A Promising New Approach for In Silico Prediction of Drug Concentration
Profiles for Drug Candidates Lack of Experimental Pharmacokinetic Data
Abstract
Aim: The purpose of this study is to develop a novel protocol to predict
the concentration profiles of a target drug based on the PBPK model of a
structurally similar template drug by combining two software for PBPK
modeling, the SimCYP simulator and ADMET Predictor. Methods: The method
was evaluated by utilizing 13 drug pairs which come from 18 drugs in the
built-in database of the SimCYP software. All drug pairs have their
Tanimoto scores no less than 0.5. Three versions (V1, V2 and V3) of
models for the target drug were constructed by gradually replacing the
corresponding parameters of the template drug with those predicted by
ADME Predictor for the target drug. Normalized RMSE and Wilcoxon
rank-sum test were introduced for the evaluation of the model
performance. Results: Overall, V3 models demonstrated better performance
than the V1 and V2 models did. The relationship between the model
performance and structural similarity of drug pairs was also explored.

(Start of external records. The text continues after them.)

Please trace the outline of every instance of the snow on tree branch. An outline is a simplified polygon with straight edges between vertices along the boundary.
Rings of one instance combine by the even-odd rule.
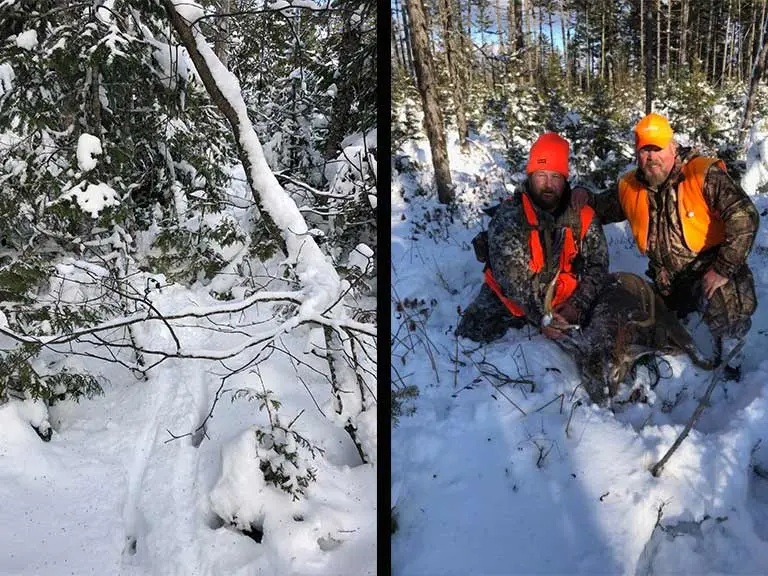
[[[289,261],[296,264],[296,273],[305,291],[299,315],[325,310],[342,291],[341,280],[309,234],[309,227],[296,203],[269,168],[248,117],[237,78],[221,63],[199,28],[187,24],[190,21],[189,2],[163,0],[163,5],[211,98],[232,125],[246,177],[262,216],[268,215],[268,222],[277,227]]]

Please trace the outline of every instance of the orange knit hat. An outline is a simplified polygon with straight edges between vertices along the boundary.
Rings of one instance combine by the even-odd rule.
[[[554,132],[546,132],[531,146],[525,173],[533,174],[537,170],[552,170],[559,172],[567,180],[569,152],[568,140]]]
[[[661,114],[651,112],[635,126],[635,150],[643,146],[666,148],[672,141],[672,127]]]

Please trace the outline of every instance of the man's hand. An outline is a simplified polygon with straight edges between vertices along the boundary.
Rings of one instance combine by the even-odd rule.
[[[581,210],[589,202],[589,190],[577,186],[571,190],[571,208]]]
[[[557,340],[563,332],[571,327],[571,324],[557,312],[552,312],[552,321],[546,326],[541,326],[541,333],[550,340]]]
[[[704,277],[701,279],[701,287],[704,289],[707,300],[712,300],[715,291],[726,284],[728,284],[728,278],[711,268],[704,273]]]

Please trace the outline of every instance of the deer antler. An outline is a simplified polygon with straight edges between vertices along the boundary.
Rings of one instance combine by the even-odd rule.
[[[634,281],[636,277],[631,276],[630,278]],[[648,282],[644,281],[642,278],[639,279],[639,281],[642,292],[645,297],[648,298],[648,318],[645,320],[629,320],[628,324],[634,324],[641,328],[648,328],[656,323],[656,294],[653,292],[653,288],[651,288],[651,285],[648,284]]]
[[[552,310],[552,300],[555,297],[555,286],[557,286],[557,279],[559,277],[560,270],[558,269],[552,281],[547,284],[547,291],[544,293],[544,320],[542,321],[544,326],[549,326],[552,322],[552,314],[554,312]]]

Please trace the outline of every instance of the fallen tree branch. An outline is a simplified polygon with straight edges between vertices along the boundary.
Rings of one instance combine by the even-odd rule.
[[[677,440],[675,440],[675,443],[672,444],[669,450],[667,450],[667,453],[664,454],[662,459],[659,460],[656,464],[654,464],[651,467],[651,474],[654,477],[658,477],[659,474],[661,474],[661,471],[664,468],[664,465],[672,457],[672,454],[674,454],[675,450],[677,450],[680,447],[680,444],[683,443],[683,440],[685,440],[688,437],[688,434],[690,433],[691,428],[693,428],[693,425],[696,424],[696,421],[699,419],[702,412],[704,412],[704,408],[709,406],[709,400],[712,396],[712,391],[715,389],[715,386],[720,381],[720,377],[723,374],[723,370],[725,370],[725,367],[728,365],[728,362],[736,354],[738,354],[738,352],[741,350],[743,346],[744,346],[744,340],[742,340],[736,346],[734,346],[733,350],[731,350],[731,352],[725,358],[723,358],[722,362],[720,363],[720,366],[718,366],[717,369],[715,369],[715,371],[712,373],[712,379],[709,382],[707,391],[704,394],[704,396],[701,398],[701,400],[699,400],[699,405],[696,406],[696,409],[693,411],[693,414],[691,414],[691,417],[688,419],[688,422],[685,425],[685,428],[683,428],[683,431],[677,437]]]

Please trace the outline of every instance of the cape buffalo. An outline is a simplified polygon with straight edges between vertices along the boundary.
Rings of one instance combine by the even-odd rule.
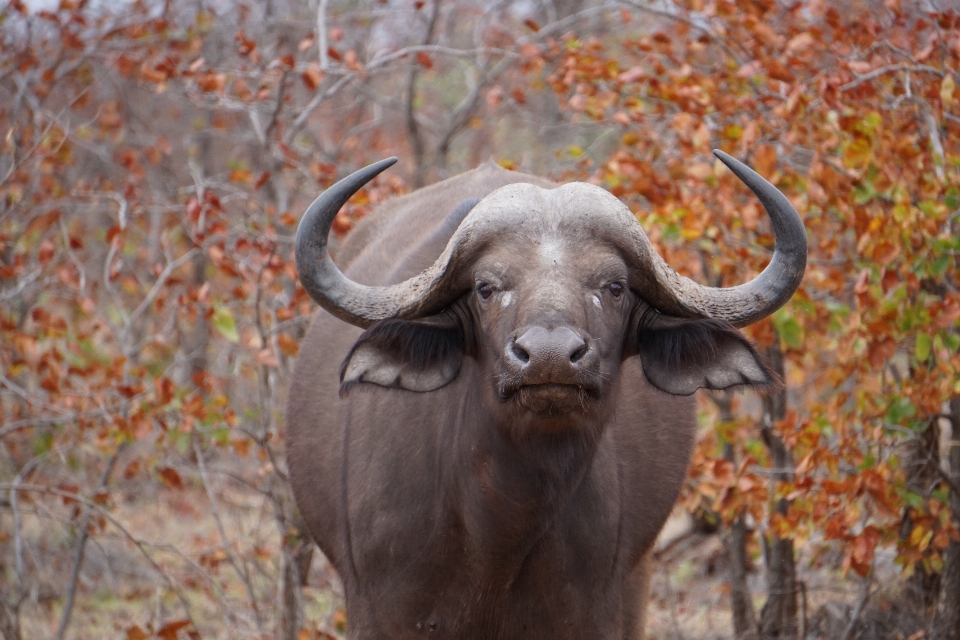
[[[489,163],[379,207],[340,268],[334,216],[396,160],[310,205],[297,269],[329,313],[296,365],[287,458],[349,638],[642,637],[691,394],[780,384],[736,327],[806,265],[787,198],[716,153],[776,234],[769,266],[731,288],[678,275],[600,187]]]

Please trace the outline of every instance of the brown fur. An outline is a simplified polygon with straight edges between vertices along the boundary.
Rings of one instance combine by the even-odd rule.
[[[364,284],[402,281],[440,254],[465,198],[514,182],[555,186],[484,165],[387,203],[338,262]],[[362,337],[320,312],[302,345],[290,476],[310,534],[343,578],[351,639],[641,638],[646,558],[696,426],[692,397],[659,390],[641,359],[656,362],[660,386],[673,388],[678,371],[681,393],[698,380],[686,369],[711,358],[766,375],[728,325],[638,320],[646,303],[608,286],[626,281],[618,252],[589,228],[538,216],[472,257],[489,299],[465,291],[439,316],[383,321]],[[658,331],[664,343],[650,346]],[[523,336],[532,353],[513,347]],[[568,361],[556,351],[576,336],[586,355]],[[435,390],[359,377],[341,398],[358,349],[364,366],[376,369],[381,354],[413,373],[463,353]]]

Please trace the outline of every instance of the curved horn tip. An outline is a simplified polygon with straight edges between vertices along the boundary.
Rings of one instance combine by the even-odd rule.
[[[374,162],[371,166],[383,165],[383,168],[386,169],[387,167],[392,167],[393,165],[397,164],[397,160],[399,160],[397,156],[390,156],[389,158],[384,158],[379,162]]]
[[[739,160],[731,156],[729,153],[726,153],[725,151],[721,151],[720,149],[714,149],[713,155],[715,155],[720,160],[720,162],[727,165],[727,168],[730,169],[730,171],[733,171],[733,173],[738,178],[743,179],[744,174],[746,175],[752,174],[757,176],[758,178],[763,177],[759,173],[757,173],[756,171],[754,171],[753,169],[745,165],[744,163],[740,162]]]

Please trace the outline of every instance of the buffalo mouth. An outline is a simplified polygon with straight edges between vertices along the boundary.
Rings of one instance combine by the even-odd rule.
[[[599,390],[580,384],[521,384],[502,388],[500,398],[513,400],[521,407],[545,416],[562,415],[574,410],[586,412],[589,403],[599,398]]]

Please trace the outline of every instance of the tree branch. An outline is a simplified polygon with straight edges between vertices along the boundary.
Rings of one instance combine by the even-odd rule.
[[[856,87],[859,87],[864,82],[869,82],[870,80],[873,80],[874,78],[878,78],[885,73],[893,73],[894,71],[916,71],[919,73],[932,73],[938,78],[942,78],[944,76],[944,72],[942,70],[937,69],[936,67],[930,67],[925,64],[890,64],[883,67],[878,67],[873,71],[863,74],[862,76],[858,76],[855,80],[851,80],[847,84],[840,85],[838,87],[838,91],[850,91],[851,89],[855,89]]]
[[[200,481],[203,482],[203,488],[206,490],[207,498],[210,500],[211,515],[213,515],[213,519],[217,523],[217,531],[220,532],[220,548],[225,554],[227,554],[227,559],[230,561],[231,566],[233,566],[233,570],[236,571],[237,577],[239,577],[243,582],[243,586],[247,591],[247,598],[250,600],[250,608],[253,609],[253,616],[257,622],[257,630],[262,635],[264,633],[263,616],[261,616],[260,609],[257,607],[257,598],[253,593],[253,585],[250,584],[250,575],[240,567],[240,563],[237,561],[236,556],[230,549],[227,531],[223,526],[223,520],[220,518],[220,509],[217,506],[217,499],[213,495],[213,490],[210,488],[210,483],[207,481],[207,467],[203,461],[203,451],[200,450],[200,445],[194,443],[193,452],[197,457],[197,467],[200,469]]]
[[[110,481],[110,475],[113,473],[113,467],[117,463],[117,458],[120,456],[120,452],[123,451],[123,445],[110,456],[110,459],[107,461],[107,466],[104,468],[103,473],[100,474],[100,480],[97,482],[97,488],[94,490],[94,495],[99,493]],[[73,558],[73,569],[70,571],[70,582],[67,587],[67,600],[63,605],[63,614],[60,616],[60,626],[57,628],[57,640],[63,640],[64,634],[67,632],[67,626],[70,624],[70,616],[73,613],[73,602],[77,593],[77,584],[80,581],[80,569],[83,567],[83,557],[87,548],[87,539],[90,537],[90,516],[92,511],[89,507],[85,507],[83,510],[83,515],[80,520],[80,539],[77,541],[77,550]]]

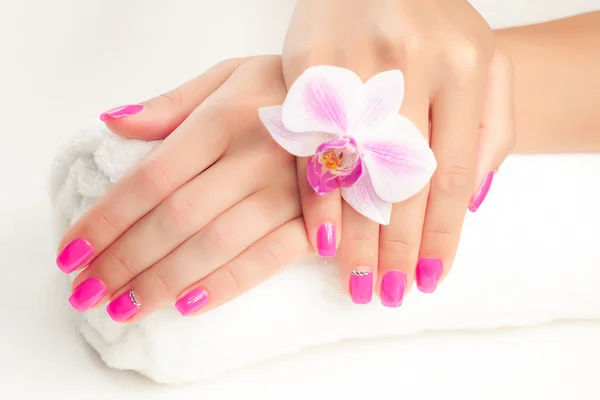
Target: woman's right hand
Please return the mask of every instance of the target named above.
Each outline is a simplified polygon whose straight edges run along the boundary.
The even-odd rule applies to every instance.
[[[515,140],[491,28],[467,0],[298,0],[282,60],[300,116],[286,127],[354,141],[296,152],[312,245],[338,257],[356,303],[375,290],[398,307],[413,281],[435,291]]]
[[[102,114],[121,136],[165,140],[63,237],[63,272],[87,266],[73,283],[76,309],[112,299],[110,316],[129,322],[176,302],[190,315],[312,254],[295,158],[258,118],[285,93],[279,56],[235,59]]]

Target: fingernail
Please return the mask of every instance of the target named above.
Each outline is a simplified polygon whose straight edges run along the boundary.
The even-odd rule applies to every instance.
[[[208,302],[208,292],[197,288],[177,300],[175,307],[183,316],[190,315]]]
[[[317,231],[317,251],[321,257],[335,256],[335,225],[326,222]]]
[[[83,281],[69,297],[69,303],[79,312],[93,307],[106,295],[106,285],[98,278]]]
[[[106,121],[109,118],[119,119],[128,115],[135,115],[144,109],[143,104],[128,104],[126,106],[115,107],[100,114],[100,120]]]
[[[130,290],[111,301],[106,306],[106,311],[113,320],[123,322],[137,314],[140,307],[142,305],[135,297],[135,293]]]
[[[86,240],[75,239],[60,252],[56,265],[65,274],[70,274],[81,267],[94,253],[92,245]]]
[[[388,271],[381,280],[381,304],[386,307],[400,307],[406,287],[406,274],[402,271]]]
[[[367,304],[373,297],[373,273],[368,267],[358,267],[350,275],[350,297],[355,304]]]
[[[423,257],[417,263],[417,288],[423,293],[433,293],[442,276],[442,260]]]
[[[485,200],[485,196],[487,196],[488,192],[490,191],[490,187],[492,186],[493,180],[494,171],[487,174],[477,193],[475,193],[473,197],[471,197],[471,202],[469,203],[469,211],[477,211],[481,203],[483,203],[483,200]]]

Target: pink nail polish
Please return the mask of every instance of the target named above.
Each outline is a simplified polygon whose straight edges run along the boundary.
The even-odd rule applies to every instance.
[[[321,257],[335,256],[335,225],[326,222],[317,231],[317,250]]]
[[[93,307],[106,295],[106,285],[98,278],[83,281],[69,297],[69,303],[79,312]]]
[[[475,212],[477,211],[477,209],[479,209],[479,206],[481,205],[481,203],[483,203],[483,200],[485,200],[485,196],[487,196],[488,192],[490,191],[490,187],[492,186],[493,180],[494,171],[490,172],[485,177],[477,193],[475,193],[473,197],[471,197],[471,202],[469,203],[469,211]]]
[[[86,240],[75,239],[69,243],[56,258],[56,265],[65,274],[81,267],[94,253],[92,245]]]
[[[100,120],[106,121],[109,118],[119,119],[128,115],[135,115],[144,109],[143,104],[128,104],[126,106],[115,107],[100,114]]]
[[[367,304],[373,297],[373,273],[368,267],[358,267],[350,275],[350,297],[355,304]]]
[[[208,292],[202,288],[196,288],[177,300],[175,307],[183,316],[190,315],[208,302]]]
[[[381,280],[381,304],[400,307],[404,298],[406,275],[402,271],[388,271]]]
[[[106,306],[106,311],[113,320],[123,322],[137,314],[140,307],[142,305],[135,297],[135,293],[130,290],[111,301]]]
[[[433,293],[442,276],[442,260],[423,257],[417,263],[417,288],[423,293]]]

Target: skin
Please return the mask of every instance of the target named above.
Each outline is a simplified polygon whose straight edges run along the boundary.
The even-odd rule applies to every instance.
[[[496,38],[514,65],[516,150],[600,151],[600,13]],[[314,254],[296,161],[269,140],[256,113],[281,104],[281,65],[278,56],[227,60],[145,102],[140,114],[107,121],[125,137],[165,140],[62,239],[59,250],[78,237],[95,247],[74,287],[102,279],[103,302],[135,290],[143,306],[130,321],[203,287],[210,301],[201,313]],[[512,82],[510,74],[490,76],[498,87]]]
[[[514,144],[512,70],[467,1],[351,4],[297,2],[283,49],[286,84],[319,64],[349,68],[363,81],[401,70],[406,95],[400,113],[427,137],[438,168],[430,185],[394,204],[390,224],[380,226],[343,202],[339,190],[316,194],[306,180],[308,159],[299,158],[303,215],[315,249],[321,224],[341,231],[337,256],[346,291],[351,272],[364,266],[378,278],[376,293],[390,270],[406,275],[409,290],[420,258],[440,259],[442,278],[448,273],[472,195]]]
[[[198,286],[216,307],[310,253],[295,159],[256,112],[285,93],[280,57],[228,60],[149,101],[136,121],[108,121],[137,136],[169,115],[147,134],[164,137],[193,110],[63,238],[61,247],[77,237],[94,246],[74,287],[102,280],[103,302],[134,290],[143,305],[135,321]]]

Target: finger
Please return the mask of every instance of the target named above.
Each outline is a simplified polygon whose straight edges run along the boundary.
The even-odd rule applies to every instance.
[[[245,142],[237,140],[241,145],[230,152],[243,150],[255,135],[263,135],[257,109],[280,102],[284,89],[283,85],[266,86],[266,80],[255,79],[256,71],[273,76],[278,69],[277,57],[250,60],[238,68],[210,103],[195,109],[69,229],[59,245],[59,268],[70,273],[91,262],[171,193],[215,163],[232,137],[239,139],[237,136],[244,133]]]
[[[484,99],[485,70],[448,83],[432,104],[431,148],[438,167],[431,180],[417,287],[432,293],[449,271],[475,182],[477,139]]]
[[[119,136],[140,140],[164,139],[246,61],[247,58],[222,61],[168,93],[140,104],[113,108],[102,113],[100,119]]]
[[[277,214],[277,218],[271,218],[271,214]],[[276,187],[256,193],[117,291],[107,307],[109,315],[119,322],[136,321],[174,302],[191,283],[229,263],[260,238],[299,215],[295,193]],[[134,293],[141,307],[134,307],[129,293]]]
[[[344,202],[342,226],[338,250],[340,281],[355,304],[370,303],[373,282],[377,279],[379,225]]]
[[[492,56],[479,129],[475,191],[469,210],[475,212],[487,196],[494,174],[515,144],[513,67],[498,47]]]
[[[282,179],[283,174],[273,170],[278,155],[261,154],[259,147],[223,157],[130,227],[79,274],[73,287],[94,276],[109,293],[116,291],[267,183],[294,188],[296,194],[293,176],[285,174]],[[240,164],[245,168],[240,169]]]
[[[311,253],[302,218],[293,219],[187,288],[175,306],[184,316],[217,308]]]
[[[334,257],[341,232],[342,198],[336,189],[327,195],[319,195],[310,186],[306,169],[307,158],[298,158],[298,188],[306,232],[313,248],[321,257]]]
[[[231,119],[212,116],[192,113],[67,231],[57,258],[63,272],[87,265],[131,225],[221,156],[229,141],[227,134],[234,127]],[[196,133],[198,126],[204,127],[201,134]]]
[[[421,70],[406,66],[405,96],[400,113],[419,131],[429,136],[429,95]],[[379,272],[377,292],[386,307],[402,305],[412,286],[419,257],[429,186],[392,207],[389,225],[379,229]]]
[[[282,72],[288,88],[307,68],[320,63],[314,57],[305,56],[296,57],[292,62],[283,58],[282,62]],[[309,159],[298,158],[296,171],[306,232],[312,247],[321,257],[334,257],[340,243],[339,233],[342,231],[340,190],[334,189],[326,194],[316,193],[308,181],[308,166]]]

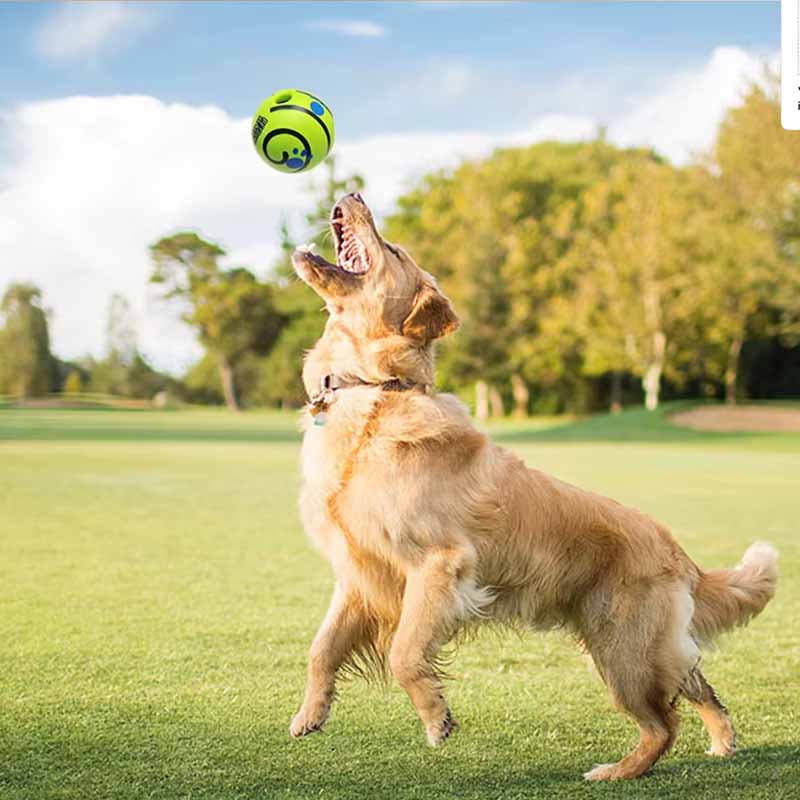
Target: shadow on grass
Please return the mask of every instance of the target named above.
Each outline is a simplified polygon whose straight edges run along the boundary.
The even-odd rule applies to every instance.
[[[115,713],[116,712],[116,713]],[[439,798],[796,797],[798,745],[755,747],[734,759],[667,757],[640,780],[587,783],[583,748],[563,748],[548,764],[481,757],[474,749],[429,751],[391,734],[289,741],[286,731],[253,726],[236,734],[196,719],[148,723],[108,709],[99,725],[27,730],[0,727],[0,797],[133,800],[142,797],[234,800],[438,800]],[[20,735],[22,734],[22,735]],[[580,752],[578,750],[580,749]]]

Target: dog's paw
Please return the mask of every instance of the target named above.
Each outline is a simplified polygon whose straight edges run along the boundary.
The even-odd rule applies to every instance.
[[[616,764],[598,764],[594,769],[583,773],[587,781],[615,781],[620,776]]]
[[[431,723],[426,729],[431,747],[438,747],[458,727],[448,708],[440,722]]]
[[[330,706],[320,706],[316,709],[301,708],[292,719],[289,725],[289,735],[294,739],[301,736],[308,736],[309,733],[316,733],[322,730],[325,720],[328,719]]]
[[[716,758],[730,758],[736,754],[736,745],[733,742],[713,742],[706,750],[707,756]]]

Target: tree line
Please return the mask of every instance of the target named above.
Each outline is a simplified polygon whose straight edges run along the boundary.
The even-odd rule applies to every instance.
[[[331,257],[330,207],[364,182],[338,179],[332,159],[326,169],[306,223]],[[602,132],[498,150],[425,176],[384,229],[453,300],[462,327],[441,345],[439,380],[479,417],[800,395],[800,142],[780,127],[774,82],[753,86],[687,166]],[[179,381],[146,364],[135,335],[111,330],[126,318],[119,299],[107,357],[59,366],[41,295],[11,287],[0,393],[63,388],[71,369],[73,388],[302,404],[302,355],[324,317],[292,273],[285,224],[281,241],[269,280],[222,266],[222,247],[197,233],[151,246],[151,280],[181,301],[205,350]]]
[[[48,313],[42,292],[12,283],[0,301],[0,395],[14,398],[93,393],[152,399],[180,392],[180,381],[153,369],[139,352],[130,304],[111,297],[103,357],[66,361],[50,349]]]

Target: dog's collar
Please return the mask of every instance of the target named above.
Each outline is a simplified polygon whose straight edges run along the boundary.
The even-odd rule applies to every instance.
[[[356,386],[372,386],[383,389],[385,392],[410,392],[414,389],[427,392],[429,386],[416,381],[404,381],[400,378],[390,378],[388,381],[372,383],[362,381],[360,378],[343,378],[341,375],[329,373],[319,382],[319,391],[309,401],[308,410],[311,416],[316,417],[328,410],[330,404],[336,399],[336,392],[342,389],[353,389]]]

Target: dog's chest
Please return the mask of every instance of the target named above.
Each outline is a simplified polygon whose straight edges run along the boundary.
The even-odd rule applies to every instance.
[[[361,413],[350,424],[353,416],[331,413],[325,425],[305,426],[300,511],[306,533],[334,562],[356,551],[365,558],[396,555],[389,535],[396,503],[387,496],[387,463],[376,457],[381,446],[368,418]]]
[[[341,452],[327,426],[311,425],[303,436],[300,466],[306,493],[324,497],[341,480]]]
[[[310,415],[304,421],[300,511],[306,533],[328,556],[338,546],[332,539],[339,538],[331,504],[347,485],[348,464],[360,433],[358,426],[347,423],[348,416],[341,409],[333,409],[326,414],[324,425],[315,425]]]

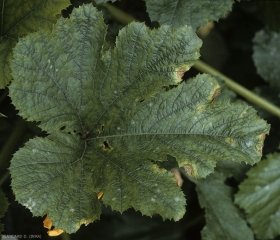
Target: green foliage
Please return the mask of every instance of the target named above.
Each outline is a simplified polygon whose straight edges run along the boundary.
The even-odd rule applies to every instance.
[[[42,28],[50,31],[55,15],[68,5],[69,0],[0,1],[0,89],[11,81],[9,61],[18,38]]]
[[[206,226],[202,239],[254,239],[252,230],[232,202],[232,189],[218,172],[206,179],[194,180],[201,207],[205,208]]]
[[[0,190],[0,218],[2,218],[5,214],[5,212],[8,209],[8,200],[5,197],[4,193],[2,192],[2,190]],[[1,232],[4,230],[4,225],[1,224],[0,222],[0,237],[1,237]]]
[[[254,39],[253,60],[258,73],[280,91],[280,33],[261,30]]]
[[[280,154],[269,154],[247,175],[235,202],[247,213],[258,238],[273,239],[280,234]]]
[[[99,219],[101,191],[113,210],[179,220],[184,195],[155,162],[170,154],[198,178],[219,160],[254,164],[269,131],[246,104],[215,102],[211,76],[181,83],[201,46],[190,27],[131,23],[107,51],[105,35],[102,14],[84,5],[51,34],[20,39],[11,61],[13,104],[48,133],[14,154],[16,199],[69,233]]]
[[[95,2],[105,3],[108,0]],[[168,24],[173,27],[189,25],[193,29],[198,29],[209,21],[218,21],[225,17],[231,11],[234,0],[145,0],[145,3],[152,21],[157,21],[161,25]]]
[[[203,27],[209,21],[217,21],[231,10],[234,0],[146,0],[152,21],[173,27],[190,25]]]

Three protocols have come out as guidance on how to build PBPK models
for target drugs: (1) V1 models are recommended when the structural
similarity is very high; (2) V2 models are recommended when the
similarity is below 0.65 or high than 0.85; (3) V3 models are
recommended when the similarity is below 0.85. Conclusion: By leveraging
the prediction accuracy and application practicality, this novel
approach has a great promise in predicting the preliminary PK profiles
for novel drugs, propelling the drug discovery process by suggesting
drug candidates with promising PK profiles.